In May 2018, the U.S. Food and Drug Administration Office of Orphan Drug Development granted futibatinib orphan drug status for the treatment of cholangiocarcinoma.
About Cholangiocarcinoma
Cholangiocarcinoma (CCA), also known as bile duct cancer, is not common. About 8,000 people in the U.S. are diagnosed with CCA each year.1 This includes both intrahepatic (inside the liver) and extrahepatic (outside the liver) cancers. CCA can occur at younger ages, but it is seen mainly in older people.
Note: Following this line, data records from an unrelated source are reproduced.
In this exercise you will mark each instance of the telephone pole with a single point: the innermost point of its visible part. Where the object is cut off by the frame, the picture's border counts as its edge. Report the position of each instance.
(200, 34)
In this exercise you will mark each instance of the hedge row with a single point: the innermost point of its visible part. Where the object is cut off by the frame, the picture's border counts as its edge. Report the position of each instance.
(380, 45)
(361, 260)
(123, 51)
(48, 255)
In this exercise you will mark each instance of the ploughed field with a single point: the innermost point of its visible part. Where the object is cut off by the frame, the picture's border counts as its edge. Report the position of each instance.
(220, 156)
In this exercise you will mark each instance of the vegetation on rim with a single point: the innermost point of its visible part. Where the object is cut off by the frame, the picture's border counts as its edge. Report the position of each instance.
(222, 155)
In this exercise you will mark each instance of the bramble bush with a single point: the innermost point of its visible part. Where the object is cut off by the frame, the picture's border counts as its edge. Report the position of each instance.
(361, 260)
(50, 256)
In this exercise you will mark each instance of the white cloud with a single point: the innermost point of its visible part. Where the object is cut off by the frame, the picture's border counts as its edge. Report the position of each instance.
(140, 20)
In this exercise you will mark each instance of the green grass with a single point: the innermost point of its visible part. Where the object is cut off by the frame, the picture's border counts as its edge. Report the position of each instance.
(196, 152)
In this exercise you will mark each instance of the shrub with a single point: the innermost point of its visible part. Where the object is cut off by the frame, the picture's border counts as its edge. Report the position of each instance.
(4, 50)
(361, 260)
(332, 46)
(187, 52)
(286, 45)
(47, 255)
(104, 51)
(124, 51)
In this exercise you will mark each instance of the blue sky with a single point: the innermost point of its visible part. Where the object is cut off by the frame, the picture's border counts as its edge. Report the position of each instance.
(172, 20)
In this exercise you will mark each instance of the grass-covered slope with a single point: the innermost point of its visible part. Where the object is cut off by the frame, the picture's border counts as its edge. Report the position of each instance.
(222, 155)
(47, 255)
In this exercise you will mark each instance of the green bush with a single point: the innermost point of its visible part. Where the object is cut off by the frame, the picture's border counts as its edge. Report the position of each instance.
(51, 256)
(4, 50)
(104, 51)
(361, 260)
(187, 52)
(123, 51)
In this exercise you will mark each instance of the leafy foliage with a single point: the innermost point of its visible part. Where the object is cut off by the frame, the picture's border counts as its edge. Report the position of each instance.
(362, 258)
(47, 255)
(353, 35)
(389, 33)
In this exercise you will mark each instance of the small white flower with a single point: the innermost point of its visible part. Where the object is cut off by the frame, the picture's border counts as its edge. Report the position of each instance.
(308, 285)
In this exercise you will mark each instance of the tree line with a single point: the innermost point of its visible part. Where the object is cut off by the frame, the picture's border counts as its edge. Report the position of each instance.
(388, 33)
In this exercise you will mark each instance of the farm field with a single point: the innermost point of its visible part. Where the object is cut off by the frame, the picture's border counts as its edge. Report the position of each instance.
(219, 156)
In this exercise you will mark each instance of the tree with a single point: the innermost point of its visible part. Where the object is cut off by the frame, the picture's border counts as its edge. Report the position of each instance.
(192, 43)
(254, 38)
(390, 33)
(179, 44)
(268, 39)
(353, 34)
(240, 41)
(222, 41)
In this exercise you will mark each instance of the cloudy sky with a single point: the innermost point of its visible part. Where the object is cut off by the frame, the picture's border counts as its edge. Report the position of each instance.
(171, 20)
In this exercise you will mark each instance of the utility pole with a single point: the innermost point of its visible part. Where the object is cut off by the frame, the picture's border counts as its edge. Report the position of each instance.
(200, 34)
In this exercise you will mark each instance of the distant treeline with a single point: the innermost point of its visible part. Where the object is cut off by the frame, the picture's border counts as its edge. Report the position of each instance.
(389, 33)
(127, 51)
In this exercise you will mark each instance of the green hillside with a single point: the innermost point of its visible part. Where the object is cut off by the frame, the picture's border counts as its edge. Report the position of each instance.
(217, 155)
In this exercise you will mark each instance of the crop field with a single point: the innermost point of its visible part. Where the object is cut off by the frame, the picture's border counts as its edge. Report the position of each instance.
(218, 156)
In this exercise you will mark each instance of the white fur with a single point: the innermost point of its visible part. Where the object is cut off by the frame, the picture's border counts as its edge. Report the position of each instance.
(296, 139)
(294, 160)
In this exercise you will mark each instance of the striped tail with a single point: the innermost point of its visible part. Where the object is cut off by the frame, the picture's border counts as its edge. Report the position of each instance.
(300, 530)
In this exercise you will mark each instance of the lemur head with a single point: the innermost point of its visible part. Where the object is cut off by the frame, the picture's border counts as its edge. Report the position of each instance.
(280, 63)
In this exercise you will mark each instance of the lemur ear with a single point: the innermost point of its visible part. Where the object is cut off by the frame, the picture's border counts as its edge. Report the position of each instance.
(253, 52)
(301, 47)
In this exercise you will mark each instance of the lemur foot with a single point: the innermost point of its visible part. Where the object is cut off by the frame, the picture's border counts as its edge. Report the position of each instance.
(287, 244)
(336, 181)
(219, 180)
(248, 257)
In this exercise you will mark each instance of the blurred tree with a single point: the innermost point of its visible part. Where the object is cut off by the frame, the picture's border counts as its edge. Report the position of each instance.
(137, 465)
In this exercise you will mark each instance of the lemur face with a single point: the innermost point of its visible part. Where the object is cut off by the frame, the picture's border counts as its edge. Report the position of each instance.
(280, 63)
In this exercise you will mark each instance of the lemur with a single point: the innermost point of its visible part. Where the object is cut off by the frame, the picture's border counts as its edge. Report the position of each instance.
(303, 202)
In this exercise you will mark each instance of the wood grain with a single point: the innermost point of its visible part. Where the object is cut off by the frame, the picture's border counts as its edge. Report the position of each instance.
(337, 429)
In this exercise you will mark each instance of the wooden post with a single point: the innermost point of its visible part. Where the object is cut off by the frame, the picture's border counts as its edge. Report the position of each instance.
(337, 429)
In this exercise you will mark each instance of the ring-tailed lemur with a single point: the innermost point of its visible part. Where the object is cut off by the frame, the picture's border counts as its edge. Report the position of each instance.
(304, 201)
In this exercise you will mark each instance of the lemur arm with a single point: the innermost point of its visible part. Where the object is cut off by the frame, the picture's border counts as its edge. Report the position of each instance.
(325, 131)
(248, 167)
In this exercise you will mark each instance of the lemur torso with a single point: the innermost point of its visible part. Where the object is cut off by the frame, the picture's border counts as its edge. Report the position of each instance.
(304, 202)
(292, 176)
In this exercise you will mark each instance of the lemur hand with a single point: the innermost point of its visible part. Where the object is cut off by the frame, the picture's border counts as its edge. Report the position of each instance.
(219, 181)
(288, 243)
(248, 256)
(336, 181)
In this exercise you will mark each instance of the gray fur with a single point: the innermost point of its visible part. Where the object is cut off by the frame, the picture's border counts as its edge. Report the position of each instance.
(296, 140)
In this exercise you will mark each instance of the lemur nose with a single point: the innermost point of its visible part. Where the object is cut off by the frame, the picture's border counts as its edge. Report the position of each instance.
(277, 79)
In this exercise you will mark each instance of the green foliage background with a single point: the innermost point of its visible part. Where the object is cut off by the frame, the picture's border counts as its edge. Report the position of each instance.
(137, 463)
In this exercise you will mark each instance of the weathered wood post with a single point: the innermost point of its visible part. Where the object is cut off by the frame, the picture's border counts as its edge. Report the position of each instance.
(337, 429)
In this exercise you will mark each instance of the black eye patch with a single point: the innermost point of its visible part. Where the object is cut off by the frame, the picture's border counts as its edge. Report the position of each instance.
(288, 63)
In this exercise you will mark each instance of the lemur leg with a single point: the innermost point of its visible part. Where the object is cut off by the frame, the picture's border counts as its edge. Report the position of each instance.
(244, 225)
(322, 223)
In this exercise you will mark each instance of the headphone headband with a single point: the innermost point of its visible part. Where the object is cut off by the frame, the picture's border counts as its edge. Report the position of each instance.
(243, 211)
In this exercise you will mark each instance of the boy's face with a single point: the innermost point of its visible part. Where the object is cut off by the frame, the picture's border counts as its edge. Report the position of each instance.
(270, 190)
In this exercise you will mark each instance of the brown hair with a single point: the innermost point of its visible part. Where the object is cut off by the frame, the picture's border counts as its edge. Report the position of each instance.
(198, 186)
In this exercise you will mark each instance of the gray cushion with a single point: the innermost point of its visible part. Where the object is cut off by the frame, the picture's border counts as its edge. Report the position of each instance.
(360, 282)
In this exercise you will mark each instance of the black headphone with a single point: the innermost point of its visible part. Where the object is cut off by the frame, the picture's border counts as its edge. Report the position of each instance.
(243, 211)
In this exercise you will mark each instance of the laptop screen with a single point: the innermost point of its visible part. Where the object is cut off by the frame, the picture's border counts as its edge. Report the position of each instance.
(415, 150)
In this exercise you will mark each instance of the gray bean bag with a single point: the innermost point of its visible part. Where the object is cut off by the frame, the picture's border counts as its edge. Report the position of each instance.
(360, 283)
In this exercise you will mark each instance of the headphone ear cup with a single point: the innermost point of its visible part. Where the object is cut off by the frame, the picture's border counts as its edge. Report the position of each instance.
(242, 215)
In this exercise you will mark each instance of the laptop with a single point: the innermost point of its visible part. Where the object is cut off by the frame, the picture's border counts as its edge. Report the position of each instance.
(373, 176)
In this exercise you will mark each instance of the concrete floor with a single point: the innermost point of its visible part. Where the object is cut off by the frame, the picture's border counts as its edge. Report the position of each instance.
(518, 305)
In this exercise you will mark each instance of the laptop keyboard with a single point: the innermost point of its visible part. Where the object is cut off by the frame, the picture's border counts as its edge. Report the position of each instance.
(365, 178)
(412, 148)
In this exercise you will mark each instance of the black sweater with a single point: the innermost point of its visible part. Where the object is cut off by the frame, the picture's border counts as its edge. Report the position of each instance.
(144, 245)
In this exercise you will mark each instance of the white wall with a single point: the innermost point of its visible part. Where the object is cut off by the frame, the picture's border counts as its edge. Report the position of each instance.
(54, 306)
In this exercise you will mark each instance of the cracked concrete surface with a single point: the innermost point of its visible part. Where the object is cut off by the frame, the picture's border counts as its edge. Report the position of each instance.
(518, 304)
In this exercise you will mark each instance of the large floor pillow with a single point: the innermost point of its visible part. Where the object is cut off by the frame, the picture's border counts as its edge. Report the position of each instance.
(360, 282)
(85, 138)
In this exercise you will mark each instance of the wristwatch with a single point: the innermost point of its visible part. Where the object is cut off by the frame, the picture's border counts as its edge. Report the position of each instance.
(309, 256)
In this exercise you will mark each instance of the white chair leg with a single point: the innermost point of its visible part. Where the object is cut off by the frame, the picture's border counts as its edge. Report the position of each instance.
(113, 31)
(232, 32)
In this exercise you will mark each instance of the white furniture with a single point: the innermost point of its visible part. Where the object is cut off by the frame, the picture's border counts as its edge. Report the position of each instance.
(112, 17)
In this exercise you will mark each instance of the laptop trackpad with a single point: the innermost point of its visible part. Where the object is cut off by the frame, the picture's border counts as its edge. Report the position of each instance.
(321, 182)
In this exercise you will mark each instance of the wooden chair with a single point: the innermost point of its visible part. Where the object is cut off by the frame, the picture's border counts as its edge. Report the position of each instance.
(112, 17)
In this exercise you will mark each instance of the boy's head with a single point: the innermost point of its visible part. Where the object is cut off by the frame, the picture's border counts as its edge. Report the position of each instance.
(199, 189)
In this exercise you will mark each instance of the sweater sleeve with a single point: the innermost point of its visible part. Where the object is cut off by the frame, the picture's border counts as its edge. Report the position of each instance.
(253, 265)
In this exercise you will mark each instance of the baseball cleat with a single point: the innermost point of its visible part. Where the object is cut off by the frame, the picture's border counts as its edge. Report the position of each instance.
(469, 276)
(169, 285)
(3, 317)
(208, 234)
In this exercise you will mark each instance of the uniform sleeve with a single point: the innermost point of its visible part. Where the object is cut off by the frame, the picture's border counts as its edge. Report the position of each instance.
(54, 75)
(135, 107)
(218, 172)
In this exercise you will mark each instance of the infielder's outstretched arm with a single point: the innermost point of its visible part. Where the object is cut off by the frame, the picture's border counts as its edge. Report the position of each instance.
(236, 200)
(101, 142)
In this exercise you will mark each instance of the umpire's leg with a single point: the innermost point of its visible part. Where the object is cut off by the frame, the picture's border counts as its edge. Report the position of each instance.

The average age of people in the U.S. diagnosed with cancer of the intrahepatic bile ducts is 70, and for cancer of the extrahepatic bile ducts it is 72.2 The five-year survival rates of localized iCCA is 24%.1
The main treatment for CCA is surgery. Radiation therapy and chemotherapy may be used if the cancer cannot be entirely removed with surgery and in cases where the edges of the tissues removed at the operation show cancer cells (also called a positive margin). Both stage III and stage IV cancers cannot be completely removed surgically. Currently, standard treatment options are limited to radiation, palliative therapy, liver transplantation, surgery, chemotherapy and interventional radiology.2
About Futibatinib (TAS-120)
Futibatinib (TAS-120) is an investigational, oral, selective, and irreversible small-molecule inhibitor of FGFR1, 2, 3, and 4 being studied as a potential treatment for patients with advanced solid tumors, with FGFR1-4 genetic aberrations, including cholangiocarcinoma, who were previously treated with chemotherapy or other therapies. Futibatinib selectively and irreversibly binds to the ATP binding pocket of FGFR1-4 resulting in the inhibition of FGFR-mediated signal transduction pathways, reduced tumor cell proliferation and increased tumor cell death in tumors with FGFR1-4 genetic aberrations.